Hello Windows 2000/XP fans,
while I was working on a graphics driver, I noticed random crashes (blue screens) which were hard to reproduce. They don't happen often, but when using a display mode with 16 colors (for example 640x480x16 colors) they seem to happen more often than with other color depths.
Eventually I was able to narrow down the problem and came to the conclusion, that the root cause is a buffer overrun in the function "CreateXlateObject" in the file "win32k.sys". This buffer overrun sometimes caused a random crash. In the most cases it happened within win32k.sys.

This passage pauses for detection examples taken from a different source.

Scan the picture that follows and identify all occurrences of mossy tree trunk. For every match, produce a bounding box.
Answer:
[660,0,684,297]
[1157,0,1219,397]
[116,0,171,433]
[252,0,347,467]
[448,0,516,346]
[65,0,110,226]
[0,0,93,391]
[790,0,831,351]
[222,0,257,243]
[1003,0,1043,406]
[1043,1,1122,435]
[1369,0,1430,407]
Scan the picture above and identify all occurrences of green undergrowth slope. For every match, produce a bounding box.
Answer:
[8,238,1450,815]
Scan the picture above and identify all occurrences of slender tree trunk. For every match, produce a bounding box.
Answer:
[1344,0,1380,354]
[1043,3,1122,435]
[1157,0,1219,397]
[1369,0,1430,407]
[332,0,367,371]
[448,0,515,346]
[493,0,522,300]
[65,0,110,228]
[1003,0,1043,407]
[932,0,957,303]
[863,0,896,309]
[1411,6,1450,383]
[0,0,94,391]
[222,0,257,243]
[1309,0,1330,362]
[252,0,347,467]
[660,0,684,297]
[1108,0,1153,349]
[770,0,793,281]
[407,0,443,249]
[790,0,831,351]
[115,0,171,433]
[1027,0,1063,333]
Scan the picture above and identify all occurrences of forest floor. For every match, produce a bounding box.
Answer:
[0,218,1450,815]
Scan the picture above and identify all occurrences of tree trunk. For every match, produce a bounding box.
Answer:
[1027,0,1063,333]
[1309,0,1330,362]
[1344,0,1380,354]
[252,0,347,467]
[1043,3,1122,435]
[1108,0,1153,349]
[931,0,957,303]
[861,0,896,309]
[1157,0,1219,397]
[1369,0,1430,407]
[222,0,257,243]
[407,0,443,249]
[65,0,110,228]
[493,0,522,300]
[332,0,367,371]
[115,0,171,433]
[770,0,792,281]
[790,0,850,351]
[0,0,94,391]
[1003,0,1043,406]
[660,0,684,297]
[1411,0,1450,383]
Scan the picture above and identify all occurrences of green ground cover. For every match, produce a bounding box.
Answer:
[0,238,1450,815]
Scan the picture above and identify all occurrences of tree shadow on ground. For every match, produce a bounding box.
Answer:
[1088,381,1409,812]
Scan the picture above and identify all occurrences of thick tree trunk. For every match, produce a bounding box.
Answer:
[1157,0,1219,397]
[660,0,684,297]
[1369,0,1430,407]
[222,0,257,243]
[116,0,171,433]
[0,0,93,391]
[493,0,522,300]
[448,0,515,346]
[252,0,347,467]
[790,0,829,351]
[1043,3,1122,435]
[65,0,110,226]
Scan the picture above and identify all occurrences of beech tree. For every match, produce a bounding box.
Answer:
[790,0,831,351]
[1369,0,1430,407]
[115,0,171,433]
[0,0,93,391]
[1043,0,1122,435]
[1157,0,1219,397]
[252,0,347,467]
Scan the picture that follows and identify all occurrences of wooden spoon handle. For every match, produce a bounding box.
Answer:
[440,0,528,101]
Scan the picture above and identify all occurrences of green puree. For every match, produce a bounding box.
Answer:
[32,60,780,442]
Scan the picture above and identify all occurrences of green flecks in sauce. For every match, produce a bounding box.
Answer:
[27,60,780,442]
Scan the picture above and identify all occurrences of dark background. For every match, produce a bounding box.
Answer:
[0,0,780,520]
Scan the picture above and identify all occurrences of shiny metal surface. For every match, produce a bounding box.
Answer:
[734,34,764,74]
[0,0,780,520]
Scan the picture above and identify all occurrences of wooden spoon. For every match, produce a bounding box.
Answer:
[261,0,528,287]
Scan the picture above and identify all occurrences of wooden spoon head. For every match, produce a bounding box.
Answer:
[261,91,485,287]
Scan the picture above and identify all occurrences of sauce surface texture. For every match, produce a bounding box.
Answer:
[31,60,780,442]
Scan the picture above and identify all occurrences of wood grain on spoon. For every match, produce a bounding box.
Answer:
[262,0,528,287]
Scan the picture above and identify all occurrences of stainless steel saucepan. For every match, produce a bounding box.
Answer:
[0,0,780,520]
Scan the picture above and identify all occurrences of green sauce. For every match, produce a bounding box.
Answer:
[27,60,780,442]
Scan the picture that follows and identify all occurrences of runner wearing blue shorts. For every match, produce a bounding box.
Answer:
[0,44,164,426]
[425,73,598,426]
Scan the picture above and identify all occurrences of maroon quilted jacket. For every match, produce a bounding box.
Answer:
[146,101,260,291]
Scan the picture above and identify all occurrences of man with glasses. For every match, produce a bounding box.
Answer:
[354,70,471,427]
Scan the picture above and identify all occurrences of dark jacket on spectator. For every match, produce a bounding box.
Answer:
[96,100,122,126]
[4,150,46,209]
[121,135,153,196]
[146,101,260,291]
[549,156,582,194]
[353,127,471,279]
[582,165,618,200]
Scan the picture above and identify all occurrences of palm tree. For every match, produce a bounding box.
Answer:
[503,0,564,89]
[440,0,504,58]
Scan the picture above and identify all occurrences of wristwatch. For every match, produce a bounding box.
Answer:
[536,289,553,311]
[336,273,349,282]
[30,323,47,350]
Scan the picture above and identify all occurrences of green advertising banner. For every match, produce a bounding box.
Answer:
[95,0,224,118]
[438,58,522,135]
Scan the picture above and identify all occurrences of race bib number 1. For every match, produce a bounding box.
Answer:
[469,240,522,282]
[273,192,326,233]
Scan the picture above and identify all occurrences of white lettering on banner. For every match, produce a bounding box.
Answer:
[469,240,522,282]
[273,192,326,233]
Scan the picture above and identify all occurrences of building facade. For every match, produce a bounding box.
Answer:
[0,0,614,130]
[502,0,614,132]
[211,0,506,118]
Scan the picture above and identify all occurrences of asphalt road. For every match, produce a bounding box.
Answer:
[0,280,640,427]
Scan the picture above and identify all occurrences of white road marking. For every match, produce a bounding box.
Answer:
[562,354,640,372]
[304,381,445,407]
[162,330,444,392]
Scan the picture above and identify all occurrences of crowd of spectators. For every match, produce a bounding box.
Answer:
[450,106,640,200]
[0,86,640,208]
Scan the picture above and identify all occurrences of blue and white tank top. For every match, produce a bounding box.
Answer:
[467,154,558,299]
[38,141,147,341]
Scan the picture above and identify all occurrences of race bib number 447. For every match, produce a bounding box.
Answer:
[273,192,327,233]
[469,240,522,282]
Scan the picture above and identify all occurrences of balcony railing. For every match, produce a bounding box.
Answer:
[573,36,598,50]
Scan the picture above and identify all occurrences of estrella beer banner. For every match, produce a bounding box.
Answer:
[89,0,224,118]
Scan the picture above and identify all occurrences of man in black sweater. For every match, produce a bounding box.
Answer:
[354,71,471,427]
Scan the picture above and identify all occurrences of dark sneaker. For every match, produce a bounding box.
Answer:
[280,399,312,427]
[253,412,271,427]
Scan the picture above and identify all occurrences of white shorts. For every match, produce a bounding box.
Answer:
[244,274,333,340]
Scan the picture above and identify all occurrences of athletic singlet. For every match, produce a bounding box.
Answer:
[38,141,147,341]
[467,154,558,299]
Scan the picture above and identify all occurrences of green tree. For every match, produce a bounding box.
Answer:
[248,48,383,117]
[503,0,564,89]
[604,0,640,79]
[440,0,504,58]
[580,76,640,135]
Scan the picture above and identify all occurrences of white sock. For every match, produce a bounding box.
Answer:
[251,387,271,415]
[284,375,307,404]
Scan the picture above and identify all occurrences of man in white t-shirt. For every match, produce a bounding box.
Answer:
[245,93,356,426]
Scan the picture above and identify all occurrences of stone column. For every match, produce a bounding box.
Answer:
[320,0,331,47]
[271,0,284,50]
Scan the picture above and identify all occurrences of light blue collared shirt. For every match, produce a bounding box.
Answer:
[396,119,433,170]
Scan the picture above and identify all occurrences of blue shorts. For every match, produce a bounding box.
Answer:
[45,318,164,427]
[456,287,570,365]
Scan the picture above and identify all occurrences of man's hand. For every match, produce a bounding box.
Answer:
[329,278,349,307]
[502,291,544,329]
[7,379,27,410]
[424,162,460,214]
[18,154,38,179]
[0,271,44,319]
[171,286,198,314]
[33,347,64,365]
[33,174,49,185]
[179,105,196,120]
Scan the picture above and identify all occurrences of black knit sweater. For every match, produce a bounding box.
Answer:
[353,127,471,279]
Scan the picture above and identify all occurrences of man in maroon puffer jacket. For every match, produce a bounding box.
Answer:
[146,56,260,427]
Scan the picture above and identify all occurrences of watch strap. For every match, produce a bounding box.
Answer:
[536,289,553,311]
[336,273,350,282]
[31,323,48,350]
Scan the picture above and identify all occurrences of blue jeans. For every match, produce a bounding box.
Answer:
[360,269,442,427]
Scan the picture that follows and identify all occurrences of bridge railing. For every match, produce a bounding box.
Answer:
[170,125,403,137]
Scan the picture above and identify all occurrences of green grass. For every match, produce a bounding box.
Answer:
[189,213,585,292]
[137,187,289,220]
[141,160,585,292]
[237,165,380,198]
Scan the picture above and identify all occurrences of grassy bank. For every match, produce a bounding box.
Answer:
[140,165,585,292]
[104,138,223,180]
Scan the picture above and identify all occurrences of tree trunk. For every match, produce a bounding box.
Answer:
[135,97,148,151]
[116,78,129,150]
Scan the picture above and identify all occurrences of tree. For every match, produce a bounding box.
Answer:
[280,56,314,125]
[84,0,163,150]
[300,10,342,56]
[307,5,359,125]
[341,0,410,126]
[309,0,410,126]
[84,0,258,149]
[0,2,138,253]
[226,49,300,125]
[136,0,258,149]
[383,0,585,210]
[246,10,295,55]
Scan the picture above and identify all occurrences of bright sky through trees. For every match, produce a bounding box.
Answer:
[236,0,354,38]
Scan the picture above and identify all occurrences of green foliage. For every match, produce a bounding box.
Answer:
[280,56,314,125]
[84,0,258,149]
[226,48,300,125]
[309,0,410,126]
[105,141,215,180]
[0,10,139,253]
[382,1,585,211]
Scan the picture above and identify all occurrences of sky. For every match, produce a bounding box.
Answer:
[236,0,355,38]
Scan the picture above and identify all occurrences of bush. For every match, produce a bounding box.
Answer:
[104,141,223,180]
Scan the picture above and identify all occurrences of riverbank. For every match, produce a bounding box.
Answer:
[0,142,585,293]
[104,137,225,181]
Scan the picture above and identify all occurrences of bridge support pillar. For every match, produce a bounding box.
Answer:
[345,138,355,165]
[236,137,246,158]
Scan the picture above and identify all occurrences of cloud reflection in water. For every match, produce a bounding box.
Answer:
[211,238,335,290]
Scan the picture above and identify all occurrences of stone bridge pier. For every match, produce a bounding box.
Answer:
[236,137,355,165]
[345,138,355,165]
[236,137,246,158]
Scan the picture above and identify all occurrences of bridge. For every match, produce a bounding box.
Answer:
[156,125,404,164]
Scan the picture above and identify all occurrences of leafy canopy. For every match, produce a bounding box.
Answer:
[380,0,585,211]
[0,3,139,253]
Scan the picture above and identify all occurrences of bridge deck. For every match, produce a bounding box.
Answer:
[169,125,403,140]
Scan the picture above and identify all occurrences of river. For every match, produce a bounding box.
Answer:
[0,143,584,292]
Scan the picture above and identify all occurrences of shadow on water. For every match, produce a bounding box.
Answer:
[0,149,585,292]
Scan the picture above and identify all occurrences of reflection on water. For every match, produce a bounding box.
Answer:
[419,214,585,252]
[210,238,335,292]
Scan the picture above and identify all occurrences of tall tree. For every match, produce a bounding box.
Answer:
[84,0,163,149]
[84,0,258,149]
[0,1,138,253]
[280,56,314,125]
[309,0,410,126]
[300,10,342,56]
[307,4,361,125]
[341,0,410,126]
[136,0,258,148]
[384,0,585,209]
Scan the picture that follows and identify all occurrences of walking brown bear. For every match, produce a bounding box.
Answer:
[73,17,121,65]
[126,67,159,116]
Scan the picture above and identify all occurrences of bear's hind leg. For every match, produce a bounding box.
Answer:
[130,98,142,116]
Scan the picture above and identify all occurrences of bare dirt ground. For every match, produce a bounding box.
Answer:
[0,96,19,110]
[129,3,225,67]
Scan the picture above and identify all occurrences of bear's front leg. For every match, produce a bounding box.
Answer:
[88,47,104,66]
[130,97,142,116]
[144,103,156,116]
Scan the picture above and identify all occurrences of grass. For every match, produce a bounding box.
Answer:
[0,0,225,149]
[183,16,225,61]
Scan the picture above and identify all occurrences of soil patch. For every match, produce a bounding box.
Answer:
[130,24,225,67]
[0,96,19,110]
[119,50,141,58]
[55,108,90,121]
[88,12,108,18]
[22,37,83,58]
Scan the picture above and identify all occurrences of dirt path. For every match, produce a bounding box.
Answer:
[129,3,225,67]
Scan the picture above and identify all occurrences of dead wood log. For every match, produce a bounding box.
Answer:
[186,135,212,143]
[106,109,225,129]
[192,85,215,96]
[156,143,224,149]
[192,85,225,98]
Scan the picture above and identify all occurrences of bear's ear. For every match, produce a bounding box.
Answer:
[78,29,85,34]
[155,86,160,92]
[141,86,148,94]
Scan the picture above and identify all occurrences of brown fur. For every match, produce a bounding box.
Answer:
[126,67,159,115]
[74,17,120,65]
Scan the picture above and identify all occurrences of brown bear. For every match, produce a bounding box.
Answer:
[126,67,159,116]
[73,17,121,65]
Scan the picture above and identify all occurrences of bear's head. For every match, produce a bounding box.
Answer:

I observed, that this issue is not fixed even in the newest version of win32k.sys from a Windows 2000 update from April 2016. An old version of win32k.sys from Windows XP has the same problem. I don't know which Windows XP update contains the newest version of win32k.sys for Windows XP, so I could not validate whether this issue was ever fixed - and if so: how.
So I thought about what to do and came up with the idea, to write a Windows update of my own to fix this bug.
So far I gathered necessary information and wrote a help file which contains most of what I know about the nature of this issue and how it can be fixed:
OTSKB.chm
There is some more auxilliary information available, which I do not plan to distribute among end users:
code.htm
Eventually, I fixed the win32k.sys from Windows 2000 manually with a hex editor to test the proposed solution:
5.00.2196.0001.zip
The update, which would do this automatically and then install the new file automatically, is not written, yet. However, this test win32k.sys can be manually installed with the instructions in the help file.
I would appreciate some feedback before I continue writing the update. Please let me know what you think. Maybe I just got it all wrong, don't know.